Spain’s Treasury said the decision wasn’t justified by the nation’s economic data and was more due to market tension over the euro crisis. Since Moody’s said in July any downgrade would likely be “limited to one notch,” the government has bolstered its credibility by including a budget-discipline clause in the constitution, the agency said in an e-mail obtained by Bloomberg News. Spain is committed to budget cuts and its bond auctions have proved “resilient,” it said.
“The Spanish Treasury believes that this rating action may be motivated more by a short-term reaction to negative news about the euro zone debt markets than by an analysis of Spain’s medium- and long-term fundamental outlook,” the note said.
European finance ministers and leaders are due to hold meetings in Brussels for three days through Oct. 23. Merkel cast doubt yesterday on the progress made in the run-up to the talks, telling reporters in Berlin that the weekend summit, while an “important step” that will make a “clear commitment” to defending the euro, will not be the last.
‘Underlying Fragility’
“Even if policy action at the euro-area level were to succeed in the short term in returning some degree of normality to bank and sovereign debt markets in the euro area, the underlying fragility and loss of confidence is deep and likely to be sustained,” Moody’s said.
A meeting of Group of 20 finance ministers and central bankers warned last week that the crisis threatens to endanger the world economy.
“It’s imperative that the Europeans do provide a comprehensive framework for addressing the crisis,” said Domenico Lombardi, a senior fellow at the Brookings Institution in Washington and a former International Monetary Fund board member. Failure to do so, he said, will result in a spiral of further downgrades and rising borrowing costs, “which will trigger a fully blown fiscal and banking crisis.”
New Government
Spain’s rating would face more downward pressure if the government formed after November elections doesn’t commit to further measures to reduce budget deficits, Moody’s said.
“On the other hand, the implementation of a decisive and credible medium-term fiscal and structural reform plan coupled with a convincing solution to the euro-area crisis would trigger a return to a stable outlook,” it said.

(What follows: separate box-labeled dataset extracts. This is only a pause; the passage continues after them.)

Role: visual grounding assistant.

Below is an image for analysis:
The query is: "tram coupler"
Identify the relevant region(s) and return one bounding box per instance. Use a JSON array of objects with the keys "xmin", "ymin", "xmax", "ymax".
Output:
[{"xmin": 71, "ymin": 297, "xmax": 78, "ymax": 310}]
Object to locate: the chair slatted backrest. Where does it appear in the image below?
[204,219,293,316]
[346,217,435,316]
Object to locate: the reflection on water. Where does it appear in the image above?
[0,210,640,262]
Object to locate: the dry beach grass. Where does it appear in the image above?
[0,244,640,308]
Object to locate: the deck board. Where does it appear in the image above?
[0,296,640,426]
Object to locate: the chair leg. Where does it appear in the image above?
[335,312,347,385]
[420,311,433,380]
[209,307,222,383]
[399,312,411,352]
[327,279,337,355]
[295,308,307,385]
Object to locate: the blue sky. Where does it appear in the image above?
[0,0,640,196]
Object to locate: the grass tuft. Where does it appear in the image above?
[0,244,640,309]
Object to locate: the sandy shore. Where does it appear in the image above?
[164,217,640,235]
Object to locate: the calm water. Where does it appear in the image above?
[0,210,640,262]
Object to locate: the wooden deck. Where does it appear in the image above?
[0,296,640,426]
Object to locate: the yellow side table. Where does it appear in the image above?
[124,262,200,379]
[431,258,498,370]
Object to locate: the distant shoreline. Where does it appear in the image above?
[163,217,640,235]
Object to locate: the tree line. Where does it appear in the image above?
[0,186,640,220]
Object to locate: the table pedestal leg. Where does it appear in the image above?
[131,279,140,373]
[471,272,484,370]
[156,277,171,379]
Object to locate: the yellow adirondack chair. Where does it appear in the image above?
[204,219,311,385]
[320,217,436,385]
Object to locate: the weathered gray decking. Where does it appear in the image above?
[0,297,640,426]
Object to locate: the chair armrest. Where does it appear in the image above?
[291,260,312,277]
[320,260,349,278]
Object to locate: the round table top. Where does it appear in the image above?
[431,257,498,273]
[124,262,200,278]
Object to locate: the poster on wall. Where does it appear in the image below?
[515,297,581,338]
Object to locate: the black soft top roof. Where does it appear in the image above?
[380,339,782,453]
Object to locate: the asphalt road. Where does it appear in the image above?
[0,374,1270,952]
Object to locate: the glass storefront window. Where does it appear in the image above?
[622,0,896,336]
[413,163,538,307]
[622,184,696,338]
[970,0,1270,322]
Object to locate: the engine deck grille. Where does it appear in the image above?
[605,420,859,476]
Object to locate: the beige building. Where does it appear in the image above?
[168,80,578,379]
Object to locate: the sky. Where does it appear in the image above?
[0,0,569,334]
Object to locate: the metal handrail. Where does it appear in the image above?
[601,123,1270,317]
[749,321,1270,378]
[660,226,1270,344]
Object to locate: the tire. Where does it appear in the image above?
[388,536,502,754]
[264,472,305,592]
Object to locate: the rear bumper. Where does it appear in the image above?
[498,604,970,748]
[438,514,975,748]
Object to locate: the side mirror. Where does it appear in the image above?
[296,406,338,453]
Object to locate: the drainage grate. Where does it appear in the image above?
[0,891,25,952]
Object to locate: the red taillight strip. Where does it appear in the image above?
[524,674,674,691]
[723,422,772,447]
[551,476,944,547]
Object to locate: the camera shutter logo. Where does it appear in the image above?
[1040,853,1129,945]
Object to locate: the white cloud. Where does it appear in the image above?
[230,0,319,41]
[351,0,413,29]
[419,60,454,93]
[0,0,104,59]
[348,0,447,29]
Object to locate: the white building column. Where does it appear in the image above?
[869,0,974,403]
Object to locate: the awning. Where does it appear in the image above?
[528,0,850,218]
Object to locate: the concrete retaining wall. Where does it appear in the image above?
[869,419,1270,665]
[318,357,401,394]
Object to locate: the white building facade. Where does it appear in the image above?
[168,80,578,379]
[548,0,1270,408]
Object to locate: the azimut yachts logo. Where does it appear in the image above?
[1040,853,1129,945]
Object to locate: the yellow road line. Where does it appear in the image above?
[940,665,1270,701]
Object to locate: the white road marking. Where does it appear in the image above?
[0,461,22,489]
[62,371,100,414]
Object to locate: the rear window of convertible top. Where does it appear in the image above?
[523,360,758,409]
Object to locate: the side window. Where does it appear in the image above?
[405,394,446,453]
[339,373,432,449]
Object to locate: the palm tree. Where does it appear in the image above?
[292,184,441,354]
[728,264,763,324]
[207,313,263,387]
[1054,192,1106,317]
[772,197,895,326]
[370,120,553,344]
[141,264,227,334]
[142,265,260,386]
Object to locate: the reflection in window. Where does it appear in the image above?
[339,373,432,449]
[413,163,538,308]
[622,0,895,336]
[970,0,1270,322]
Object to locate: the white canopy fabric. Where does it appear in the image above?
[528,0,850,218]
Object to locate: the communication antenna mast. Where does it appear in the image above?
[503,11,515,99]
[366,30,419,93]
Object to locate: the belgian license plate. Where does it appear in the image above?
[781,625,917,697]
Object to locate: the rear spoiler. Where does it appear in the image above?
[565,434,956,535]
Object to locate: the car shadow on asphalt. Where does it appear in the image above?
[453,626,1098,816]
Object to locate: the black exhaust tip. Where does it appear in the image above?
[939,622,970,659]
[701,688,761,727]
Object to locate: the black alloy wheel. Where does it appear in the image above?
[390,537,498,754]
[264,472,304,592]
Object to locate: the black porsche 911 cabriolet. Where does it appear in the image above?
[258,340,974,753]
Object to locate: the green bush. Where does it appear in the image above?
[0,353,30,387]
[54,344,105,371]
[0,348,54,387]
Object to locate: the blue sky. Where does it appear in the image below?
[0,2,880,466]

Spain’s Socialist government is set to lose the general election on Nov. 20, opinion polls indicate. The opposition People’s Party, which has pledged deeper austerity, changes to labor rules and an overhaul of banks, may win as many as 190 seats in the 350-seat assembly, a poll by El Pais newspaper showed on Oct. 16.
Spain, the fourth-largest euro-area economy, had the best investment grade possible with all three rating companies in January 2009, when Standard & Poor’s was the first to cut.
Moody’s said it had lowered its growth forecast for Spain to 1 percent “at best” in 2012, from a previous estimate of 1.8 percent, “with risks mainly to the downside.” Slower growth makes it harder to reduce budget deficits, especially with regional governments likely to miss their target, the company said.
Growth slowed to 0.2 percent in the second quarter and Prime Minister Jose Luis Rodriguez Zapatero said on Sept. 14 that the quarterly growth rate would remain at similar levels for the rest of the year. The budget deficit for the general government will reach 5.2 percent of gross domestic product next year, compared with an announced goal of 4.4 percent, Moody’s estimated.